Embodied Experiences of Ancient Ruins
Project Team
Team profile by Maurizio Forte, Len White, Augustus Wendell, Alex Pieroni, Alyssa Ho, Srinjoyi Lahiri, Kathleen Seithel and Sidney Jordan
This project aims to explore the mental reconstructions and embodied aesthetic experiences engendered by real and virtual interactions with archaeological ruins and virtual representations of places, spaces and cultural artifacts associated with ancient cities. The main case studies included: the mausoleum of Cecilia Metella (Appia Antica Park in Rome), the Pyramid of Caius Cestius (Rome) and the archaeological site of Vulci (Viterbo) in Italy.

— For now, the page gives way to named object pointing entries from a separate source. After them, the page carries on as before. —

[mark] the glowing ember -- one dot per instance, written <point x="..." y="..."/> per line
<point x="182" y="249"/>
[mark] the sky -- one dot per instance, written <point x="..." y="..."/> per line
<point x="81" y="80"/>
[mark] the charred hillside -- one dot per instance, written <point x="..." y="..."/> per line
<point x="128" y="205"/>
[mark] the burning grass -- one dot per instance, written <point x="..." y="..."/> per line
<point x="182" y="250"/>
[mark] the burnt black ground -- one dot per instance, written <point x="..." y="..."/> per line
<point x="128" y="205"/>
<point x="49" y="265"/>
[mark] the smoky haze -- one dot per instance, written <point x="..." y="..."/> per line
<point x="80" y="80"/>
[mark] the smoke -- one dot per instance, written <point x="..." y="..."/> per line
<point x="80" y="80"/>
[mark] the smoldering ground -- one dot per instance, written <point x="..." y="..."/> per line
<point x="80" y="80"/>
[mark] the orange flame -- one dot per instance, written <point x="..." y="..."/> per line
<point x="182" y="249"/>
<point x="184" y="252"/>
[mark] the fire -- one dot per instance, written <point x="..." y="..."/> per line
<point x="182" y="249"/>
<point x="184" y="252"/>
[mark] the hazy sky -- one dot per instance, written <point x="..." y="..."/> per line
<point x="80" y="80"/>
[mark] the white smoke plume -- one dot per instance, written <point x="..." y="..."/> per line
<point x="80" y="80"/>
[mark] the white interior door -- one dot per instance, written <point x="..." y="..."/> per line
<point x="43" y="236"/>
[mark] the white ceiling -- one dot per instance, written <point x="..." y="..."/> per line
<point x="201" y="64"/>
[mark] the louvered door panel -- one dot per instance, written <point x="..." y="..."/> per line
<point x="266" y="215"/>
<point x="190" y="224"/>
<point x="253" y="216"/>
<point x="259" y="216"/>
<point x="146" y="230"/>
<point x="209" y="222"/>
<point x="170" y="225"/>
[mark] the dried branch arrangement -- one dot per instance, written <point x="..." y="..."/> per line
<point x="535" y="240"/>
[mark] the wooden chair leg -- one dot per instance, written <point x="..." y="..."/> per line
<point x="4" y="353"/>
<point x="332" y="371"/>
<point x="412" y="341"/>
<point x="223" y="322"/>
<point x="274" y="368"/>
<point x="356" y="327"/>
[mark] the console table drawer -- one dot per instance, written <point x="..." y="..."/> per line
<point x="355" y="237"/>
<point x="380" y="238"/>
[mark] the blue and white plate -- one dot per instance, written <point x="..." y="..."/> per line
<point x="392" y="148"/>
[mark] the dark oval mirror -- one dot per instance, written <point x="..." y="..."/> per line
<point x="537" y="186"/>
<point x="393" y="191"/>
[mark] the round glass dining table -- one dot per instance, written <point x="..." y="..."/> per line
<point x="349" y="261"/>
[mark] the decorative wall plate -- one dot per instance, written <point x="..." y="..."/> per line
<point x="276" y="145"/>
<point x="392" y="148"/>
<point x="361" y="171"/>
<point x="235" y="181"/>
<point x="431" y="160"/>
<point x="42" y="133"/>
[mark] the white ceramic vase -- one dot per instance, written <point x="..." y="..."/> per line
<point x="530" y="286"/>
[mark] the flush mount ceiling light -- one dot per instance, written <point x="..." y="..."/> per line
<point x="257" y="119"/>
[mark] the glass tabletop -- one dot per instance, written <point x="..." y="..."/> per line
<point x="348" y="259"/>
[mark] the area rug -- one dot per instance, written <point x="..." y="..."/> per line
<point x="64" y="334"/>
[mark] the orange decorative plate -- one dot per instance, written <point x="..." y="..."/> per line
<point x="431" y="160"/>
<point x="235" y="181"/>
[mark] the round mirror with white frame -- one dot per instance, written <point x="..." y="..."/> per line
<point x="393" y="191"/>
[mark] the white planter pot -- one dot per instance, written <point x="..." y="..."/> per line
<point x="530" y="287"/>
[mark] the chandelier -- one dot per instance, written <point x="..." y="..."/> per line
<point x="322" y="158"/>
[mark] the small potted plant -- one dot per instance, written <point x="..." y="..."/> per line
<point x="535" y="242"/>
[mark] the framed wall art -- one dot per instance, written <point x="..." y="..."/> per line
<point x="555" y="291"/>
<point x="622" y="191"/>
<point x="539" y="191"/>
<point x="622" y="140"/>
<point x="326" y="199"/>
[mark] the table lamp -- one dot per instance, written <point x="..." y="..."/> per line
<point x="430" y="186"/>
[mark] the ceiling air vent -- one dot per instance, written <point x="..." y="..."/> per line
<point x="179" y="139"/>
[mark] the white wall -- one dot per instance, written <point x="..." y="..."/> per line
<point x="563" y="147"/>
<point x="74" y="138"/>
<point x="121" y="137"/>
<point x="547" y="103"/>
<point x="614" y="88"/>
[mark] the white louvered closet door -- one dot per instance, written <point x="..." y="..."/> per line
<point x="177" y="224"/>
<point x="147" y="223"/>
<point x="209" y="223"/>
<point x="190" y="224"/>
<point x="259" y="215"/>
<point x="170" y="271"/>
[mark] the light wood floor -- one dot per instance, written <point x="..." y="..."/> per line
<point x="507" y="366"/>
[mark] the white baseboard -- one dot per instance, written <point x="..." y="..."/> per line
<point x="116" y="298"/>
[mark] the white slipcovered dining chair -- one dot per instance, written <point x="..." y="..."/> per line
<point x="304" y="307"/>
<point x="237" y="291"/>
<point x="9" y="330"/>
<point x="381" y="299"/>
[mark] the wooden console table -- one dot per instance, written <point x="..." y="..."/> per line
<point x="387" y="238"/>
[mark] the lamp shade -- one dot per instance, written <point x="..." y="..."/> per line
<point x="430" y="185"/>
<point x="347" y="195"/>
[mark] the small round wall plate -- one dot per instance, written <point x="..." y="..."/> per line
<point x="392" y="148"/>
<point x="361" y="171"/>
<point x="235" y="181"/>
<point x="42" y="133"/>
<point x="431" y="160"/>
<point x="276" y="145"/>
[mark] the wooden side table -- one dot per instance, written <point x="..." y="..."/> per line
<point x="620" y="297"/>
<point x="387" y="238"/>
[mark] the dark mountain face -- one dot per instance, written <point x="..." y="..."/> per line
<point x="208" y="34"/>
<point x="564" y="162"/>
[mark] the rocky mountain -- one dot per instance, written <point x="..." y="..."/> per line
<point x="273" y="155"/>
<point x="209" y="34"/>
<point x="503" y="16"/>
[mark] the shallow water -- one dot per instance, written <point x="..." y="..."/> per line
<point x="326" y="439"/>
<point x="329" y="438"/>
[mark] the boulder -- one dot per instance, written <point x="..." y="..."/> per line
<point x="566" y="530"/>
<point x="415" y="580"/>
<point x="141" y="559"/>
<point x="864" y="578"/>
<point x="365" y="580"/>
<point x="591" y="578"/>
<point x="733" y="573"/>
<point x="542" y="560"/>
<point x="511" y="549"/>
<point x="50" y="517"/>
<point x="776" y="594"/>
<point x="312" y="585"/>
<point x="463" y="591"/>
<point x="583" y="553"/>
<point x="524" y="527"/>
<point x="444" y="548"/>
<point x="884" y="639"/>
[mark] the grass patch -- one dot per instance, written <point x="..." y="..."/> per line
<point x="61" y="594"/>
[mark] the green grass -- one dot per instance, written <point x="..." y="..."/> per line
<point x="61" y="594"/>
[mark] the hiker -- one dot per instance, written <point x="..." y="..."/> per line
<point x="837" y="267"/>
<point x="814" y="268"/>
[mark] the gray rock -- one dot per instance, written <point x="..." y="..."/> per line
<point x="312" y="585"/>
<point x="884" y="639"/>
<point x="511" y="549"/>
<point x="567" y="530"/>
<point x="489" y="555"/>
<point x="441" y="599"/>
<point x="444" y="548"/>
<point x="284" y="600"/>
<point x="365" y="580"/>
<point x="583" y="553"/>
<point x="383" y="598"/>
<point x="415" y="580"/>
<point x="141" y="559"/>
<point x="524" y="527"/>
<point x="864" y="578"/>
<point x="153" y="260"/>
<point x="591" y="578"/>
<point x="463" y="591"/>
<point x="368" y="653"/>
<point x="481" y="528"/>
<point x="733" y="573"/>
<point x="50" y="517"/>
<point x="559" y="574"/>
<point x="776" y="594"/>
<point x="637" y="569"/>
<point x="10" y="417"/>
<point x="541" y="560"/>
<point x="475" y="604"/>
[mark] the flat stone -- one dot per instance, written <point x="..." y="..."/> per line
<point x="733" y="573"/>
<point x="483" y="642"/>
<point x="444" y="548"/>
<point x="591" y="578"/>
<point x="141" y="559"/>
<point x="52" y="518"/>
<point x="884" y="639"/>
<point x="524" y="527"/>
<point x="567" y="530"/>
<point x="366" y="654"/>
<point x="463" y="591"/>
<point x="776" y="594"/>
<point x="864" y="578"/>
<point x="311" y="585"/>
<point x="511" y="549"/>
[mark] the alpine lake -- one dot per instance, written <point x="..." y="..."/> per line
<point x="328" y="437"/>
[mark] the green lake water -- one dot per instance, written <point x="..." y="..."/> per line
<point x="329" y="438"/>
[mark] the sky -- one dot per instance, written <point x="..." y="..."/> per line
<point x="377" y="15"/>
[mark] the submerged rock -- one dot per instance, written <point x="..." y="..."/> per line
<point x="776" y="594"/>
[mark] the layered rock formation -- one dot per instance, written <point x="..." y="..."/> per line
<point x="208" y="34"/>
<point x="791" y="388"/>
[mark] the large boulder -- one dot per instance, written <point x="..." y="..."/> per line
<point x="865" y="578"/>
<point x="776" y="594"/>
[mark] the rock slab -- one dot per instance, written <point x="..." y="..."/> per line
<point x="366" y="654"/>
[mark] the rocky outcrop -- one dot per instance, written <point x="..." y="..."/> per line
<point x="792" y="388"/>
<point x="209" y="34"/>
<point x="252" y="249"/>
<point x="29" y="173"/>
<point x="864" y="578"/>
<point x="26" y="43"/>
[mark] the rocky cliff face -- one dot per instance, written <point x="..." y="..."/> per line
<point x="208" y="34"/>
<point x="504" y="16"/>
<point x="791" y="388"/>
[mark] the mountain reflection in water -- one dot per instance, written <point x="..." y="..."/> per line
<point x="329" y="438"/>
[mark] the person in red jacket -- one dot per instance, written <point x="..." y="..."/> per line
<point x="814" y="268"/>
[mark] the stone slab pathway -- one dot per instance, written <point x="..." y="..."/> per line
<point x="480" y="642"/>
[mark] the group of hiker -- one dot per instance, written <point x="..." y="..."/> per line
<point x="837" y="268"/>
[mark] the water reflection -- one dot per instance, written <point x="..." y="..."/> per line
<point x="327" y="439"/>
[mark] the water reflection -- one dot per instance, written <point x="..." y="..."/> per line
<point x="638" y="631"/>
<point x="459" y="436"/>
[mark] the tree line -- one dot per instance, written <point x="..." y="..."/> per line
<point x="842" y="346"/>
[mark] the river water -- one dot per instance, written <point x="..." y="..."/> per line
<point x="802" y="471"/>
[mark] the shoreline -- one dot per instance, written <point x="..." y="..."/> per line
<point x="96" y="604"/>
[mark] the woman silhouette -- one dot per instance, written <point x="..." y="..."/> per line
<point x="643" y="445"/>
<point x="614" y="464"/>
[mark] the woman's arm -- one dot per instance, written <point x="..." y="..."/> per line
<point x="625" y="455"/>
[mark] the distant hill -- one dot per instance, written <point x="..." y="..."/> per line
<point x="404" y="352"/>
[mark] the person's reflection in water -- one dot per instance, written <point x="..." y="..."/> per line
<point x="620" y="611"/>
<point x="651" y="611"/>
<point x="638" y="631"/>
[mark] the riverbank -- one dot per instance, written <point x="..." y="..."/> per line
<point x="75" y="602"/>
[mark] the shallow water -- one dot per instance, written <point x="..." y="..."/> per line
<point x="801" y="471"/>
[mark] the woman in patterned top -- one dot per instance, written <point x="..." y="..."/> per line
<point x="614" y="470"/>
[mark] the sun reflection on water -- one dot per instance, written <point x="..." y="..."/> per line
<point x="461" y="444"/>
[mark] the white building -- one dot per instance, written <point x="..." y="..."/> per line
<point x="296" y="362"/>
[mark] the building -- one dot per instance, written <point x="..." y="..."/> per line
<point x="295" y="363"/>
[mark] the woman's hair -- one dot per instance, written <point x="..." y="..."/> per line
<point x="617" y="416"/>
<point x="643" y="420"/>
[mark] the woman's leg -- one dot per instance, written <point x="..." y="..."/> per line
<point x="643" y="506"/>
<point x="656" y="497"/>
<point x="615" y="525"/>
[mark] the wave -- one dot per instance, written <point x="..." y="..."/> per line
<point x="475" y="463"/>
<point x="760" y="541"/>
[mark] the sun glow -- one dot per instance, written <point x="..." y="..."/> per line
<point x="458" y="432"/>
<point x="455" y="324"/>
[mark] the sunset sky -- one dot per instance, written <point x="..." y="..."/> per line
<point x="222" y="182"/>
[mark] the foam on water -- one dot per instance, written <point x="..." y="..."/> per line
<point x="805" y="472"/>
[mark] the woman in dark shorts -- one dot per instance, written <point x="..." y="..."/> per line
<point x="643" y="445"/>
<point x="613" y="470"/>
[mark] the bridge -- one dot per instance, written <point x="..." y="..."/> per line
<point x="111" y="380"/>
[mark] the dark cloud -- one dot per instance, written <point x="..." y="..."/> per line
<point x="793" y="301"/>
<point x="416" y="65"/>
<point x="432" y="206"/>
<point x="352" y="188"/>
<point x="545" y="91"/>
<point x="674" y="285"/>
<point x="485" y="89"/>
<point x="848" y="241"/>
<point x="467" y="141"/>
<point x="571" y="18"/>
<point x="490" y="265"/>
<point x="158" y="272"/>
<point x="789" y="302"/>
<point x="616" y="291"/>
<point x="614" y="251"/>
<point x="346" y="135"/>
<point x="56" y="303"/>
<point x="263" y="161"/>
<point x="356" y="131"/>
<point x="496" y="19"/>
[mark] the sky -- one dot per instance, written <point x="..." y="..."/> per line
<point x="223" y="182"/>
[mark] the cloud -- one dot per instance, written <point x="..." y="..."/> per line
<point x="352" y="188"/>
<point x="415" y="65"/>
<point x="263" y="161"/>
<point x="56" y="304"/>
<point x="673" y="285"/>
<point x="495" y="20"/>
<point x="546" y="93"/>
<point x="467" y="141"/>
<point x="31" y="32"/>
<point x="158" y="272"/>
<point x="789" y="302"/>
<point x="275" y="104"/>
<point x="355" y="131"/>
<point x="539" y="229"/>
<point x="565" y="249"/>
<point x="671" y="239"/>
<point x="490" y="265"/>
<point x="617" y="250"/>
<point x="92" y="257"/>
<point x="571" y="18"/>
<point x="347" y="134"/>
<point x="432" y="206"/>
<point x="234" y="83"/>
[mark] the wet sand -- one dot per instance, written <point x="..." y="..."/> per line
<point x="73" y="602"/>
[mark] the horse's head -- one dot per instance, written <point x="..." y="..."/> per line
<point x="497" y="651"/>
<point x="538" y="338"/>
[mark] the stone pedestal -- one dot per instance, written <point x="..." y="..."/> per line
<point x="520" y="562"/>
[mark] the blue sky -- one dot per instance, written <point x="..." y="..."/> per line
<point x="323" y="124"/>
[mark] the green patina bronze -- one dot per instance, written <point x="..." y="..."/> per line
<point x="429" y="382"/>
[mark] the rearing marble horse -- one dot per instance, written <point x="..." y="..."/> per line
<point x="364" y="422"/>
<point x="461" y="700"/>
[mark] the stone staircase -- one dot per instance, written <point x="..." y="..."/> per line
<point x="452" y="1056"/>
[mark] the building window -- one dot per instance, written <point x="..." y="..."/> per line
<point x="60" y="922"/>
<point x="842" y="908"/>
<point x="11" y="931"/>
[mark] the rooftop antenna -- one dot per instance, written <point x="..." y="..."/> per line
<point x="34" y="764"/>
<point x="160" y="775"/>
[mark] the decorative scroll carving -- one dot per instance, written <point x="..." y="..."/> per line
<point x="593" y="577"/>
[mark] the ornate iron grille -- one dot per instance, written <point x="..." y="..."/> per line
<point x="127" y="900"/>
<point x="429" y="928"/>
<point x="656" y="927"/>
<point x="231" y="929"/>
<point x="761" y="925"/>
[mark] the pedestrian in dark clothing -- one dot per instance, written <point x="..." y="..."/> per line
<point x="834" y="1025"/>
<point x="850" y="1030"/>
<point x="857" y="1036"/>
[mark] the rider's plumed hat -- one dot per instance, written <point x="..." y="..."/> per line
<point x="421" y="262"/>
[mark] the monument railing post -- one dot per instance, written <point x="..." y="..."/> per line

In summer 2023 the research team went to Italy to record eye-tracking and visual thinking strategies experiments for studying human behavior and visual perception in front of monuments and archaeological sites. These unique, multidimensional datasets and virtual representations will be used to engender embodied aesthetic experiences in both research subjects new to the material and expert scholars familiar with the site and Etruscan/Roman culture.
The neuroscience side of the team focused on tracking the eye movements of naive and more informed observers experiencing Vulci, an Etruscan archaeological site in Italy. Observers freely viewed the site using an elegant eye-tracking device (Pupil Invisible) that recorded the scene being viewed and the specific movements of the eyes and head of the observers.
In order to analyze the resulting streams of video and eye movement data, protocols were developed and adapted for use in this “real world” application. Those protocols involved proprietary utilities that allowed for the creation of “heatmaps” showing preferential patterns of visual fixation, which could be taken as biometric indicators of visual interest and attention.
Analysis protocols were also developed by a Data+ team that worked at Duke in the summer of 2023 on prototypes for eye movement analyses, “tagging” features of interest in the analyses, as well as correcting for changes in the visual scene as observers freely changed their head positions.
The results of these analyses shed insight into how observers with or without a background in archeology engaged with the site, as revealed in the images below (left, observers without an archaeological background; right, observers with an archaeological background).
Moreover, observers tended to spend more time fixating on different “tagged” features of the site, again depending on the background in archeology.
Note that the central foreground field (dark red tagged region in left image) was fixated more by observers with no archaeological background, while the constructed wall toward the right side of the field (dark red tagged region in right image) was fixated more by observers with some background in archeology.
In partnership with the virtual reality (VR) side of the team, the neuroscience-focused students also worked on creating an IRB-approved protocol for extending the analysis of visual cognition to the virtual experience of Vulci in the Dig@Lab at Duke. The protocol will enable experimental studies aiming to measure electroencephalographic (EEG) activities while observers engage with a virtual presentation of the Vulci site.
The simultaneous tracking of EEG activities and eye movements in VR will lay the foundation for future studies that more comprehensively evaluate the embodied aesthetic experience of encountering ruinscapes and other archaeologically meaningful objects, places and spaces.